MAHKEMESİ :İş Mahkemesi
SAYISI : 2022/351 E., 2022/370 K.
KARAR : Davanın kabulüne
ÖZEL DAİRE KARARI : Yargıtay 10. Hukuk Dairesinin 02.06.2022 tarihli ve
2022/6035 Esas, 2022/8469 Karar sayılı BOZMA kararı
Taraflar arasındaki hizmet tespiti davasından dolayı yapılan yargılama sonunda İlk Derece Mahkemesince davanın kabulüne karar verilmiştir.
Kararın davalı ve fer'î müdahil ... vekilleri tarafından istinaf edilmesi üzerine Bölge Adliye Mahkemesince istinaf başvurularının esastan reddine karar verilmiştir.

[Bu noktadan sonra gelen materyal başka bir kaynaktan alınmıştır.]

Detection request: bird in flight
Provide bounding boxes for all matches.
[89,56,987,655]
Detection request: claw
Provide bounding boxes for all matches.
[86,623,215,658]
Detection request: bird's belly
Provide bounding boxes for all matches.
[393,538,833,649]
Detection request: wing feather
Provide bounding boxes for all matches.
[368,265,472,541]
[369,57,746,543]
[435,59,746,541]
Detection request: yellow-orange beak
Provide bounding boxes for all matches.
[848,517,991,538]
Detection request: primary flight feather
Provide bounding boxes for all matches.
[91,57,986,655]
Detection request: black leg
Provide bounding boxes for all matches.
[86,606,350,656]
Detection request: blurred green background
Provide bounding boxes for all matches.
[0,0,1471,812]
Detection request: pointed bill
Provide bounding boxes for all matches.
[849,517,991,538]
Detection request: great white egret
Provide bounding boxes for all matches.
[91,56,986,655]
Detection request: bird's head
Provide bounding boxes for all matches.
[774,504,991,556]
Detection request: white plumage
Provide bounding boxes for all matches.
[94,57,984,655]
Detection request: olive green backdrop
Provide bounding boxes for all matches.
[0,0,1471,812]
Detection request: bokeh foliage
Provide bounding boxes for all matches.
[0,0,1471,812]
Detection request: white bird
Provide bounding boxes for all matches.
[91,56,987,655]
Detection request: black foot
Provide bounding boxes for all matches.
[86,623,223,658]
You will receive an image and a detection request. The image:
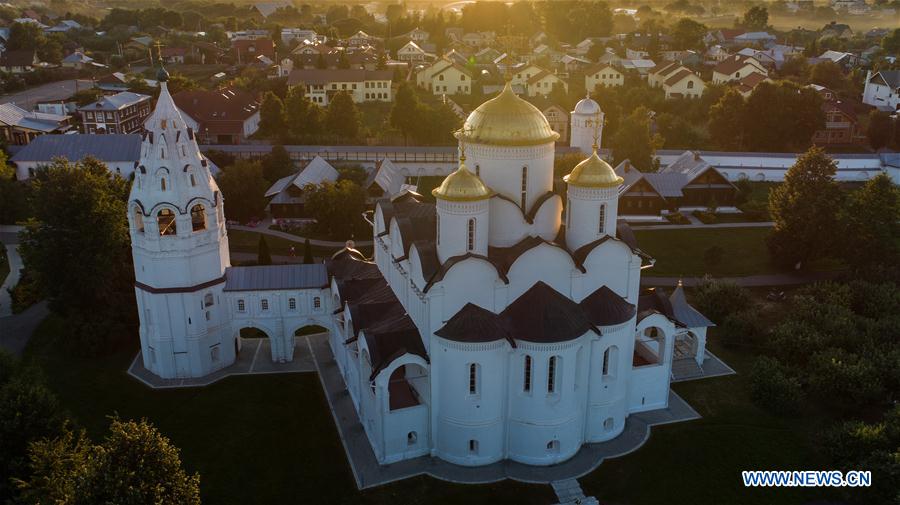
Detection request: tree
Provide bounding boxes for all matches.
[881,28,900,54]
[671,18,707,49]
[709,88,744,150]
[20,419,200,505]
[303,239,315,265]
[767,147,841,267]
[391,82,422,144]
[19,158,136,352]
[259,91,284,137]
[325,91,360,140]
[743,81,825,151]
[866,109,893,151]
[284,86,322,140]
[262,144,294,184]
[840,173,900,268]
[218,160,269,223]
[303,179,366,240]
[256,233,272,265]
[0,149,28,224]
[741,5,769,31]
[0,358,66,502]
[610,106,663,172]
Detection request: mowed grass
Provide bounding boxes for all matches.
[25,316,555,505]
[634,228,778,277]
[580,329,839,505]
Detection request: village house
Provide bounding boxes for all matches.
[288,69,394,107]
[584,63,625,92]
[0,103,72,146]
[713,54,769,84]
[863,70,900,111]
[78,91,153,134]
[397,40,428,64]
[0,49,40,74]
[172,89,259,144]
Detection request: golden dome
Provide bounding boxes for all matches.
[456,82,559,146]
[563,149,625,188]
[431,159,494,202]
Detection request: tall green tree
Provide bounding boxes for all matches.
[866,109,893,151]
[20,419,200,505]
[262,144,296,185]
[325,91,360,141]
[610,106,664,172]
[767,147,841,267]
[840,174,900,268]
[256,233,272,265]
[741,5,769,31]
[391,82,423,144]
[303,179,366,240]
[218,160,269,223]
[19,158,136,352]
[708,88,745,150]
[259,91,285,137]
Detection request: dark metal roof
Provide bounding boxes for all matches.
[579,286,637,326]
[500,281,600,343]
[434,303,516,347]
[225,263,328,291]
[11,134,141,163]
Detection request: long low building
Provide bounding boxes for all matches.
[10,133,219,180]
[200,145,900,184]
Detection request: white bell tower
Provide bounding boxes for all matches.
[128,64,235,378]
[569,93,604,154]
[563,108,623,251]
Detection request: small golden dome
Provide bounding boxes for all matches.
[563,149,625,188]
[456,82,559,146]
[431,160,494,202]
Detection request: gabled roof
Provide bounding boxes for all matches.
[11,134,141,163]
[579,286,636,326]
[223,263,328,291]
[500,281,600,343]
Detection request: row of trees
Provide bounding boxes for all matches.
[0,351,200,504]
[258,86,362,144]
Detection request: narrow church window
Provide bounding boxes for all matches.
[191,203,206,231]
[599,203,606,233]
[522,167,528,210]
[522,354,531,393]
[156,209,177,236]
[134,209,144,233]
[547,356,556,394]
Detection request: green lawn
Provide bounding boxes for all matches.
[25,316,555,505]
[634,228,778,276]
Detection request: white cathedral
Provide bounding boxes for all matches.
[129,70,712,466]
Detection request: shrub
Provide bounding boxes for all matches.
[750,356,803,415]
[717,308,763,347]
[695,277,752,322]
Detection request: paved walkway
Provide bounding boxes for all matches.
[641,272,841,287]
[128,333,316,389]
[310,332,700,489]
[631,220,775,231]
[228,221,372,249]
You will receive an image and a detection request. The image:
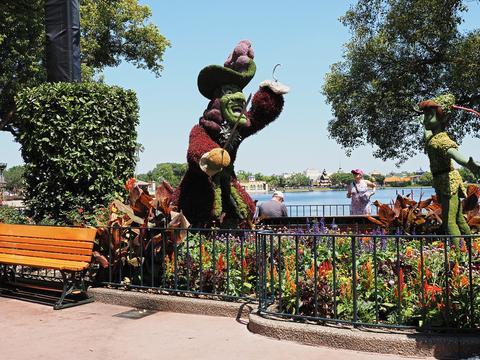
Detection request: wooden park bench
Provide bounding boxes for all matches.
[0,224,96,310]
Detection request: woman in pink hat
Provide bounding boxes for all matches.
[347,169,376,215]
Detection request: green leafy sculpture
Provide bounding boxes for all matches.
[419,94,480,240]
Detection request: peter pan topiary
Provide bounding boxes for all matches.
[419,94,480,246]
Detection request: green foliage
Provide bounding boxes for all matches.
[0,0,46,132]
[3,165,25,192]
[80,0,170,76]
[417,171,433,186]
[323,0,480,163]
[285,173,312,187]
[17,83,138,220]
[0,0,170,135]
[0,206,29,224]
[433,94,455,114]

Bölge Adliye Mahkemesi kararı davalı ve fer'î müdahil ... vekilleri tarafından temyiz edilmesi üzerine Yargıtay 10. Hukuk Dairesince yapılan inceleme sonunda bozulmuş, İlk Derece Mahkemesi tarafından Özel Daire bozma kararına karşı direnilmiştir.

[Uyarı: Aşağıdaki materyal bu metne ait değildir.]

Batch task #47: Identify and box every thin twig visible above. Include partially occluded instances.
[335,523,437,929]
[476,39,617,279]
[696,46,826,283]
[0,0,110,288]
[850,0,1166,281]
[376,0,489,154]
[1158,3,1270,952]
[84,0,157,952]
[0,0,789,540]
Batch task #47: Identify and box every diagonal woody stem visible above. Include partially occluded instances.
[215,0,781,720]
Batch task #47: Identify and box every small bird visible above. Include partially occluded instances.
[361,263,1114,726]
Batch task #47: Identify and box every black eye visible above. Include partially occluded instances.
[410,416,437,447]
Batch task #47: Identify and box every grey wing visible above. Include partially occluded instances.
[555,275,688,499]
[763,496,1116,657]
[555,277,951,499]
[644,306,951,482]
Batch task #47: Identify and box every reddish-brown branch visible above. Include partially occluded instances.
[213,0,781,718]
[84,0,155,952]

Direnme kararı davalı ve fer'î müdahil ... vekillerince temyiz edilmekle; kesinlik, süre, temyiz şartı ve diğer usul eksiklikleri yönünden yapılan inceleme sonucunda, temyiz dilekçelerinin kabulüne karar verildikten sonra Tetkik Hâkimi tarafından hazırlanan gündem ve dosyadaki belgeler incelenip gereği düşünüldü:
I. DAVA
Davacı vekili; müvekkilinin davalı işyerinde 1999 yılında çalışmaya başladığını ancak bir yıl boyunca sigortasız çalıştırıldığını, 2003 yılında işten ayrıldığını, sigortasız çalıştırılması nedeniyle emeklilik yaşı 56 olmasına rağmen 58 yaş olarak işlem yapıldığını ileri sürerek Kuruma eksik bildirilen hizmetlerinin tespitine karar verilmesini talep etmiştir.
II. CEVAP
1.Davalı vekili; davalı olarak gösterilen Maba Tekstil Ltd. Şti.nin 26.03.2018 tarihli olağanüstü genel kurul kararıyla müvekkili şirketiyle birleştirilmesine karar verildiğini, hak düşürücü sürenin geçtiğini, davacının sigortasız çalıştırılmadığını, iddiaların doğru olmadığını belirterek davanın reddini savunmuştur.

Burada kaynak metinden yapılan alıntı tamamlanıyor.